Today I’m going to tell you a story of love and heartache. Of joy and sorry. Of a little girl trying to make it in the world. Yes, today I’m going to tell you about one of the worst days of my life: My first colonoscopy.
And yes, this story ends with a camera shoved up my butt.
My father had colon cancer 10 years ago, so when I saw a massive amount of blood in the toilet one day, you better believe I sat in my room rocking back and forth humming the theme song of Barney.
After 3 hours of hysterical crying, a phone call was made, and a date was set for the butt rape.
The actual procedure (the camera-ass thing) isn’t all that bad, seeing as they dope you up like crazy. It’s the day before, I repeat. The day BEFORE, the prep, that becomes a living hell.
You are presented with a gallon jug and a solution mix (available in a plethora of flavors, orange, blueberry, you’reabouttopeeoutofyourassberry) and must chug the first half of a gallon within 20 minutes. Shit. Then chug the other half, and well, shit some more.
Sounds easy right? Not exactly.
The solution itself is so thick and salty, your brain immediately screams “I’m not swallowing” and you soon find yourself in the fetal position gagging up this “devil’s drink” onto the kitchen floor.
At this point, time was running out, poop was building up, and my dad was screaming at me to man up and chug. My brother told me to start taking the “nectar of death” like a shot. And seeing as I’m a pussy. I attempted to sandwich it.
Orange soda. Witches brew of death. Orange soda.
Didn’t work. I kept hearing these high-pitched screams and then I realized it was me.
Supposedly your body can’t handle that much liquid. A flaw in God’s design, obviously. I had never seen projectile puke until I watched 34 seconds of orange soda escape my mouth like an unruly crowd stampeding toward the entrance of Wal-Mart on black Friday.
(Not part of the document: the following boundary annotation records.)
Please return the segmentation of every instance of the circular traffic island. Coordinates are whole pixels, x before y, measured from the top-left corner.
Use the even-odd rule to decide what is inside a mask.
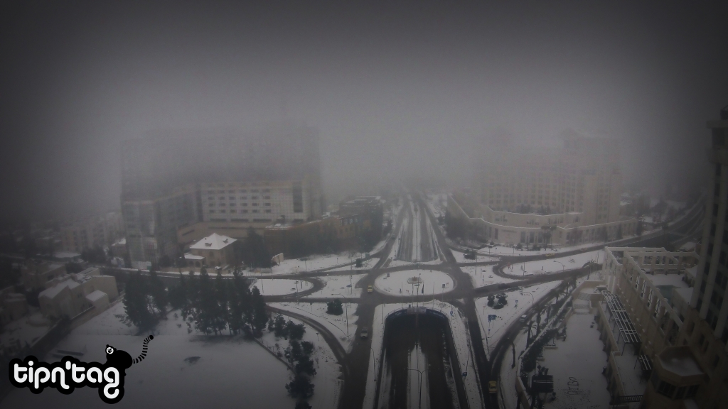
[[[415,294],[442,294],[452,291],[454,286],[454,281],[450,274],[426,270],[387,273],[374,280],[374,288],[379,293],[403,297],[410,297]]]

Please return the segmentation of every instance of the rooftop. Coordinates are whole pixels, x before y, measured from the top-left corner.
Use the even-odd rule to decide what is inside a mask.
[[[197,243],[189,246],[195,250],[222,250],[237,242],[235,239],[213,233]]]
[[[106,293],[104,293],[103,291],[101,291],[100,290],[97,290],[94,291],[93,293],[91,293],[88,295],[86,295],[86,299],[88,300],[88,301],[91,301],[91,302],[93,302],[93,301],[98,301],[98,300],[100,300],[101,298],[103,298],[106,295]]]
It wasn’t pretty.
Let’s just say orange soda isn’t my favorite drink and more.
I slept in the bathroom that night. Well, I sat on the commode for 5 hours straight that night. There really was no point in moving. I don’t think I know of any other way to say you literally shit for 24 hours. Literally.
When you arrive to the doctor’s office. They hand you a paper dress and ask you to “relieve yourself once more” which is such a slap in the face. Like I didn’t “relieve myself” 24 hours straight. Mother-fuckers.
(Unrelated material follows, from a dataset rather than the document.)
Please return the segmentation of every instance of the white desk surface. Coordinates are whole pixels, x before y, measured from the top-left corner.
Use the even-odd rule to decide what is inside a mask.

Um, well, turned out they were right. There was still some “relieving” to be done.
I walked out of the bathroom, bare-assed and defeated. (Nothing new there, really.)
The anesthesiologist walks in to find me nervously attempting to cover my bare ass from the cold steel, but to no avail.
“Oh don’t worry sweetie, you’re in good hands,” she squealed as she attached the elephant syringe to my IV. “This is the same stuff that killed Michael Jackson. Sleep tight.”
And that was the day I got ass-raped by a camera four days before my 21st birthday.